Extreme Weakly Supervised Binary Semantic Image Segmentation Via One-Pixel Supervision

Publication date: 15/04/2025 - DOI: 10.2139/ssrn.5217487

Despite recent advancements, Unsupervised Semantic Segmentation (USS) methods still exhibit a significant performance deficit compared to supervised approaches, particularly in binary semantic segmentation. This limitation arises because, without supervision, USS methods struggle to distinguish foreground from background image regions, particularly when the foreground contains small or uncommon objects. This issue is addressed by our proposed Extremely Weakly Supervised Binary Semantic Segmentation (EWS) framework. EWS expects minimal supervision, consisting only of a small set of one-pixel annotations explicitly belonging to the foreground class across the entire image dataset.
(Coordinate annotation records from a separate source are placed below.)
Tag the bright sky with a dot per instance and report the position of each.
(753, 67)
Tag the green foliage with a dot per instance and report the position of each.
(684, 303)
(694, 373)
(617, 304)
Our approach leverages these one-pixel annotations and employs two contrastive losses to map visual transformer features into well-separated foreground and background feature clusters. Additionally, we propose a novel loss function to eliminate the need for hyperparameter tuning of the contrastive loss threshold, by dynamically computing it based on the similarity between the input image features. Even if we employ employ a single one-pixel annotation, EWS achieves competitive results in binary segmentation tasks while maintaining low computational costs, making it an efficient solution for critical segmentation applications.

A Decentralized Sharding BFT Consensus Approach, for Efficient Decentralized DNN Inference Classification

Papaioannou, Dimitrios; Mygdalis, Vasileios; Pitas, Ioannis
Publication date: 25/04/2025 - DOI: 10.5281/zenodo.15281260

The security and trustworthiness of participating DNN nodes are often overlooked during the design of modern Decentralized Deep Neural Networks (D-DNN). This paper introduces a shard-based distributed consensus protocol specifically tailored for DNN nodes operating over unreliable communication links. The proposed approach enhances D-DNN scalability, by enabling D-DNN systems having a large number of DNN nodes. This is achieved through a hierarchical consensus mechanism that partitions the D-DNN network into sub-networks (shards), leveraging Out-of-Distribution (OOD) detectors to localize and isolate the consensus process within each shard. Rather than randomly allocating DNN nodes into shards, the OOD detector can be employed to identify and group nodes with similar domain knowledge. This approach improves the overall D-DNN system robustness, by identifying and isolating malicious DNN nodes or once that have poor performance for a specific DNN task. Experimental results demonstrate improvements in the D-DNN system’s classification accuracy and reliability.